Les dispositions des III, IV et V du présent article sont relatives aux délais applicables aux procédures mentionnées à l’alinéa précédent qui expirent entre le 12 mars 2020 et une date fixée par arrêté du ministre chargé de la sécurité sociale qui ne peut être postérieure au 10 novembre 2020 inclus.
II. – Les délais impartis aux salariés et employeurs sont prorogés dans les conditions suivantes :
2° Les délais relatifs aux déclarations de maladies professionnelles mentionnées aux 1er et 2ème alinéas de l’article L. 461-5 du code de la sécurité sociale sont prorogés, respectivement, de 15 jours et 2 mois ;
4° Les délais pour répondre aux questionnaires sont prorogés, pour les maladies professionnelles, de dix jours ;
5° Le délai global de mise à disposition du dossier dans le cadre de la procédure de reconnaissance des maladies professionnelles mentionnées à l’article L. 461-1 du code de la sécurité sociale est prorogé de vingt jours.
En l’espèce, la société [10] fait valoir que la [6] n’a pas respecté les délais impartis par l’article 11 de l’ordonnance n°2020-460 du 22 avril 2020 portant diverses mesures prises pour faire face à l’épidémie de covid-19.
L’employeur précise que, par courrier du 23 septembre 2020, la [6] l’a informé des délais d’instruction à savoir que les 30 jours francs prévus hors période de crise sanitaire pour consulter les pièces du dossier et émettre des observations puis les 10 jours supplémentaires pour consulter le dossier sans formuler d’observations.
La [6] déclare s’en remettre à l’appréciation du tribunal concernant la prise en compte du contexte sanitaire et notamment sur la prorogation des délais en vertu de l’article 11 de l’ordonnance du 22 avril 2020.

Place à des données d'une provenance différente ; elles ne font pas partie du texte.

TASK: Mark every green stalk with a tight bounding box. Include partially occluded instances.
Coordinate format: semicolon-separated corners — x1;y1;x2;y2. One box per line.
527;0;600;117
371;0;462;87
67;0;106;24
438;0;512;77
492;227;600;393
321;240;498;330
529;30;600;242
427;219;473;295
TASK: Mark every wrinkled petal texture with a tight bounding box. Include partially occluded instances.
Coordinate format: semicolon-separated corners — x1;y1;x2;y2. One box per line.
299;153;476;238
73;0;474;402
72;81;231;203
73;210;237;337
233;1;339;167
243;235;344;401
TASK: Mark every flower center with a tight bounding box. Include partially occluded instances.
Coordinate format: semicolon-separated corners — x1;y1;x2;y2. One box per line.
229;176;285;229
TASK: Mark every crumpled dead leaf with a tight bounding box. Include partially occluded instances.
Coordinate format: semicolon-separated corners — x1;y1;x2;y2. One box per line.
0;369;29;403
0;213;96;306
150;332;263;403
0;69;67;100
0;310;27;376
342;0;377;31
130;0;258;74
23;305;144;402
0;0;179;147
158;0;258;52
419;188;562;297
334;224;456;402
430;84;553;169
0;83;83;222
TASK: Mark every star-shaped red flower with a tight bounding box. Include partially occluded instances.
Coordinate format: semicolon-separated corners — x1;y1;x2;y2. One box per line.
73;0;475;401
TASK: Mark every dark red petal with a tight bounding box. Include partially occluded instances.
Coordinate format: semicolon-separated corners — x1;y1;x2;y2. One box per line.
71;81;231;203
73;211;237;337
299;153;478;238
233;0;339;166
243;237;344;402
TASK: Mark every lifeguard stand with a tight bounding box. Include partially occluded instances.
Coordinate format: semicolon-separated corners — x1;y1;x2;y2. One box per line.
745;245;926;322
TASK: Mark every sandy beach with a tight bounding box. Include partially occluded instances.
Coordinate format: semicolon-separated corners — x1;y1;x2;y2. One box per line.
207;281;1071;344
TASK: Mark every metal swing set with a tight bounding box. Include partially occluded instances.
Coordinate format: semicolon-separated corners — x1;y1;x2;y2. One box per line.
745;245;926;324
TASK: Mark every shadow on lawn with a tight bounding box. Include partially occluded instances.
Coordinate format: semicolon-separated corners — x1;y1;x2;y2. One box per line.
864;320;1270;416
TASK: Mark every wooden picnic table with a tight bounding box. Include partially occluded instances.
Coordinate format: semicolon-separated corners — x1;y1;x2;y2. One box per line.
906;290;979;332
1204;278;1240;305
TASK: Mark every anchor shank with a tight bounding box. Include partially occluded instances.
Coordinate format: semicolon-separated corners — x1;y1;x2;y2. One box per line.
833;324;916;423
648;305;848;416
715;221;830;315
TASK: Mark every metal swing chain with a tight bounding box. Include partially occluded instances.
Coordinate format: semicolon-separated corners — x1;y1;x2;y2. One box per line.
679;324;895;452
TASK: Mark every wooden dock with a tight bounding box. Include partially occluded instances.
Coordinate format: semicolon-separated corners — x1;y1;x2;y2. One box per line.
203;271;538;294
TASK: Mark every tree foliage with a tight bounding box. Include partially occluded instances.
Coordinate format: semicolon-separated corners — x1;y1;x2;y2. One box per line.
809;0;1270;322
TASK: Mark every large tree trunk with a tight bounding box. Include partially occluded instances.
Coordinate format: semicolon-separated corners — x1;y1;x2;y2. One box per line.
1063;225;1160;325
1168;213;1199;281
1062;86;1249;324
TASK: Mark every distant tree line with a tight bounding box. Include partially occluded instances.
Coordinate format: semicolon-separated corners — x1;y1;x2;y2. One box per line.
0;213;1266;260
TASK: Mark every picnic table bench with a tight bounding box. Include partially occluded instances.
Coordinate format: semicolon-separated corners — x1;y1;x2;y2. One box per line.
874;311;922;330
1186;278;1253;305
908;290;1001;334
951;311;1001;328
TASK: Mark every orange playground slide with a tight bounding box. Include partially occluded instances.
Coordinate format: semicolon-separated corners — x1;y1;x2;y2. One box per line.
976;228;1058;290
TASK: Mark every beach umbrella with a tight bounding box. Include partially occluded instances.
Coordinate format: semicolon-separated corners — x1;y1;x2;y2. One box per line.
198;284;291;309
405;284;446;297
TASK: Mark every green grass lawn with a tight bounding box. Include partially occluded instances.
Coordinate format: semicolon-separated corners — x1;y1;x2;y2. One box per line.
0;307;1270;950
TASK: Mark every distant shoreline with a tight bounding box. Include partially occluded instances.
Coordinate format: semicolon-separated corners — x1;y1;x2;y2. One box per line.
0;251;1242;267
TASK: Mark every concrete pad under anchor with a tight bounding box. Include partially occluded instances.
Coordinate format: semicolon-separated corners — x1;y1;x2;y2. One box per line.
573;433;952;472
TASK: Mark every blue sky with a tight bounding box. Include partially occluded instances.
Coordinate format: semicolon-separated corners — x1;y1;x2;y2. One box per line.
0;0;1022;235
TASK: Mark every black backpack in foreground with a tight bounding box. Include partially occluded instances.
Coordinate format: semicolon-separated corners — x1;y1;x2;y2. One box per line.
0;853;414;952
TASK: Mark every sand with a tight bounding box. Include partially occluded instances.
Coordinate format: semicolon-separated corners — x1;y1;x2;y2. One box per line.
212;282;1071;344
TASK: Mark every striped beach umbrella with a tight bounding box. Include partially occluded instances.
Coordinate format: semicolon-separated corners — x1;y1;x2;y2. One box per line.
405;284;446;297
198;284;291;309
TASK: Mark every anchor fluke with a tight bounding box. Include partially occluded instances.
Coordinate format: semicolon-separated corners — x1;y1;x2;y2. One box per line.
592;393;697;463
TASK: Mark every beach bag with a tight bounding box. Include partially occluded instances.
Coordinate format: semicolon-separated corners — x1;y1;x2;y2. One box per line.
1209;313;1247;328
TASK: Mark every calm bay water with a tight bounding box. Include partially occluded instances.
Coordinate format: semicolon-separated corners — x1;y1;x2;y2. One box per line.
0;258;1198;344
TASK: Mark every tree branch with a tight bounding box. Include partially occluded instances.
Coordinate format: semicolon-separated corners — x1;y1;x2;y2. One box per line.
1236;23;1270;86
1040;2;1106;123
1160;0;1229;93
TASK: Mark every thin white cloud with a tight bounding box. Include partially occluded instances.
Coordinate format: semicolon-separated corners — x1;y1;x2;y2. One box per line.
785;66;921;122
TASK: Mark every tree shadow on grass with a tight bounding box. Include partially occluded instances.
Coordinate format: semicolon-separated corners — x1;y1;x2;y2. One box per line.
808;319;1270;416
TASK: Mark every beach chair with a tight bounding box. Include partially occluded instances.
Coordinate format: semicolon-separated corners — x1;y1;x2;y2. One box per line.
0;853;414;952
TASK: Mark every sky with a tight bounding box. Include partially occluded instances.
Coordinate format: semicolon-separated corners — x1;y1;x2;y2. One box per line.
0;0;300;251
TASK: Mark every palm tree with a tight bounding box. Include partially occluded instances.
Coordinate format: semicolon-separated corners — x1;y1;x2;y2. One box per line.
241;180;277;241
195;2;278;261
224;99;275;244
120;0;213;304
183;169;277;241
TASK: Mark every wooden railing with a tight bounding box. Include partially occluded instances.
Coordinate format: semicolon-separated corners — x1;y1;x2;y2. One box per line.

A cet égard, il est constant que la [5] n’a pas prorogé de 20 jours le délai de mise à disposition du dossier de Monsieur [O] [G] dans le cadre de la reconnaissance de sa maladie professionnelle à l’égard de son employeur.
Par conséquent, la [6] n’ayant pas respecté la prorogation des délais d’instruction vis-à-vis de l’employeur, la société [10], ce moyen d’inopposabilité est retenu, sans qu’il soit nécessaire de statuer sur les autres moyens.
Sur la demande relative à l’article 700 du code de procédure civile
L’équité ne commande pas en l’espèce de faire droit à la demande de la société [10] au titre de l’article 700 du code de procédure civile.
La société [10] sera dès lors déboutée de sa demande.
PAR CES MOTIFS
Le pôle social du tribunal judiciaire de Lyon, après en avoir délibéré, par jugement contradictoire et
en premier ressort, mis à la disposition des parties,
Déclare inopposable à la société [10] la décision de la [6] de prise en charge de la maladie déclarée par [K] [O] [G] ;
Déboute la société [10] de sa demande relative à l’article 700 du code de procédure civile ;
Condamne la [6] aux dépens exposés à compter du 1er janvier 2019.